I can't recall whether this ever came up here, but last year, when
this SRFI was still fresh and under heavy discussion, I wrote up an
alternative proposal for a Unicode-supporting -- although *not*
Unicode-mandating -- string API, where strings are collections of
grapheme clusters indexed by opaque cursors, not character indices,
and whose binary encoding is separated into BLOB->STRING and
STRING->BLOB[!] procedures and abstracted by text codec descriptors.
The text of the document is here:

  <http://mumble.net/~campbell/proposals/alt-text.text>.

It came out of many extensive discussions with John Cowan, Jorgen
Schaefer, and probably a number of other persons whom I've forgotten
by now.  Here are some of the most important points about it, off the
top of my head:

 1. It doesn't require Unicode support, for instance in the Scheme
    system that runs on your doorknob.  More seriously, the API simply
    does not specify anything about particular code point mappings or
    text codecs other than that ASCII must be supported.

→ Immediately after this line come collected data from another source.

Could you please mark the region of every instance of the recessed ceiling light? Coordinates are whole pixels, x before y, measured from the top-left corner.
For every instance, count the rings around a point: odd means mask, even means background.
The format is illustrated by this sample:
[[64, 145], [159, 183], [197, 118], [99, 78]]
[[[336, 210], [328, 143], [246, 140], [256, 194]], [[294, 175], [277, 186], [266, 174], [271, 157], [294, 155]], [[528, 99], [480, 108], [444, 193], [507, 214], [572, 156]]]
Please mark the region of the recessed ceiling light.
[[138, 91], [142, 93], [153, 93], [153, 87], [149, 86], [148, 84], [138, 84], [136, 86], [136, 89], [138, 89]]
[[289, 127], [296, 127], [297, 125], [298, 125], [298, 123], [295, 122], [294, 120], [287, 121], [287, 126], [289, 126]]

 2. It's high-level.  We can sweep things like normalization wholly
    under the rug with it.  We needn't mandate a particular internal
    string representation; the API would work just as well with all
    strings as UTF-8 strings internally, as with all strings as UTF-32
    strings internally, as with all strings as pairs of text codec and
    actual storage internally.

 3. Further on the point that we can use UTF-8 internally: not only
    does it permit efficient variable-width string representations
    such as UTF-8 -- because strings are indexed by opaque cursors
    which may be stepped as octet indices for constant-time access,
    while natural number indices of characters would require O(n)
    access time --, but higher-level text structures, such as grapheme
    clusters or words or sentences or paragraphs, would require
    explicit stepping like with string cursors anyway, or O(n) access
    times.

 4. Strings are immutable.  The application of mutability in old
    R5RS-style strings was extremely limited, anyway: you can change
    existing characters, but you can't insert or delete, so you can't,
    say, change a whole _word_ in a string, if the substitute has a
    length different from the original.  It just so happened that all
    characters had the same width in all practical implementations, so
    we could swap in new ones as we pleased, but this assumption
    doesn't hold up very well if we want to extend our text-processing
    capabilities beyond that limited world and to higher-level text
    structures such as words and sentences.  Also, because strings are
    immutable, we can more safely share storage, and it is not
    unreasonable to mandate the existence of an O(1) STRING-SLICE
    procedure, like SRFI 13's SUBSTRING/SHARED.

There are, of course, still some problems with it.  I couldn't think
of a good literal syntax, for instance.  However, I think the basic
idea of the proposal is a considerable improvement over the current,
historically motivated, mutable character vector model of strings.

   Some of the fancier implementations might not go well with
   preemptive multithreads; if mutation of string touches more
   than one place of the string objects, it creates a hazard.

While I agree that strings ought to be immutable, as you recommended
afterward, I don't think this is really a very good reason: I can't
imagine why anyone would *want* to share a mutable string between
threads badly enough for synchronization to be the default.

   (It might be convenient to have mutable strings for editor-like
   applications; which also allow length-changing mutation.  I'd
   rather think it to be another type of object that can be built
   on top of immutable strings; e.g. a buffer object realized by
   a balanced tree of string segments).

This would definitely be useful.  It would also definitely fall
outside the scope of basic Unicode support in R6RS, so I think SRFI 75
shouldn't even try to specify any mutable string data in general.